Market research companies are probably the closest. They have historically been the independent intermediary for the consented exchange of information between individuals and businesses. The problem here is that they still largely use one source of data (for quantitative data they use surveys). When they link up with CRM systems or big centralised data, it is slow, full of compliance issues and provides no value to the individual. Furthermore, the value exchange for completing surveys is typically very poor. It is largely monetary but only pays out after accumulating a certain balance or jumping through a lot of administrative hoops.

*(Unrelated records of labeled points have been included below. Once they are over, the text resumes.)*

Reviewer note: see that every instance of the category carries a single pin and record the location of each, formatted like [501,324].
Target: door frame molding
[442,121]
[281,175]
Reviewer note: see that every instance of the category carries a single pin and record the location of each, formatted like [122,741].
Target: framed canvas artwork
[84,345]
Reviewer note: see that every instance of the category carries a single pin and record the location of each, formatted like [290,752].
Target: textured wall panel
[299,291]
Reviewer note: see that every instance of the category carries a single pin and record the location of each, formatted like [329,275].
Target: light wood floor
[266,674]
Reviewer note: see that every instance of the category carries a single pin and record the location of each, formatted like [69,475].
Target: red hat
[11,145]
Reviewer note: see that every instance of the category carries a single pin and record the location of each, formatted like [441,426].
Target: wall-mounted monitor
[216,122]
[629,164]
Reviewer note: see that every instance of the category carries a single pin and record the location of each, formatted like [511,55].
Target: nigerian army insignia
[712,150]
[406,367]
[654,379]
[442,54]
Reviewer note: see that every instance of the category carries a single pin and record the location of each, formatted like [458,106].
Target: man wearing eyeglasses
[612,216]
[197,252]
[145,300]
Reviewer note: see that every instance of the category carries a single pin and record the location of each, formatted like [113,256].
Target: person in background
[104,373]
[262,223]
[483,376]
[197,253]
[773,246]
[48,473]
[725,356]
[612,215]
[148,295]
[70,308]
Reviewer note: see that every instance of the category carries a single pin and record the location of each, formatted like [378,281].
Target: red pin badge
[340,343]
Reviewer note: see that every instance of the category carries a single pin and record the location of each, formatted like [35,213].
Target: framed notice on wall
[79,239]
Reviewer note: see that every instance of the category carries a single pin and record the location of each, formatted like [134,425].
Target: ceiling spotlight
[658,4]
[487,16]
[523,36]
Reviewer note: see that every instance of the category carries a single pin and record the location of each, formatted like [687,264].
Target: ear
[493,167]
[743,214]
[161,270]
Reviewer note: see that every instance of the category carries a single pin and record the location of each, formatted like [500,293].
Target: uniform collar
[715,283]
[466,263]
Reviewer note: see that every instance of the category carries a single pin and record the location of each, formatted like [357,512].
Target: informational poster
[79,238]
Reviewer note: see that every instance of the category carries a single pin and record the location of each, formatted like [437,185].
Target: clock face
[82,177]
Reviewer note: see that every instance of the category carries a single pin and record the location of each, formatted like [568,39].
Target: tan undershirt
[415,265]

The largest tech companies are also the largest data companies. GAFA (Google, Apple, Facebook, Amazon) are constantly improving the variety of data available to inform actionable business insights. What’s more they offer a lot of value in the services they offer to their customers. To better improve these services they are continually integrating their product portfolio and acquiring new businesses to get a richer 360 degree view of their customers/users. The inherent challenge with their business model is that they are centralised; therefore they only understand their customers by the interactions within their organisation. Centralised data makes it very difficult to access fully integrated customer data. With a centralised architecture the only way to gain data from outside the organisation is to buy it in from data brokers, which has real ethical issues and in most cases is not a true reflection of the human the data is based upon.
Data Brokers: The Data Dehumanisers
Data brokers are businesses largely unknown to customers, but they know an awful lot about us. They integrate data from multiple sources, but without transparency or consent from real people. Data brokers offer very little value to individuals other than credit referencing services, although Open Banking could greatly enhance the experience between lender and the customer. In fact, their big centralised architecture poses a risk to real people as we saw last year with Equifax’s huge data breach of 143 million consumers in the US. This is a huge privacy violation, especially as the consumer has no control over the information Equifax and other brokers store about them. The data brokering model has become redundant in a digital and data driven economy. The data they broker is the opposite of what we define as human data. The only way to fix the critical issues in data brokering is to flip their business model on its head and give back control to the individual.
The way our data is currently managed and used is not fit for purpose in a 21st century information economy. Making the shift to human data will benefit everyone, not just us as individuals but businesses too.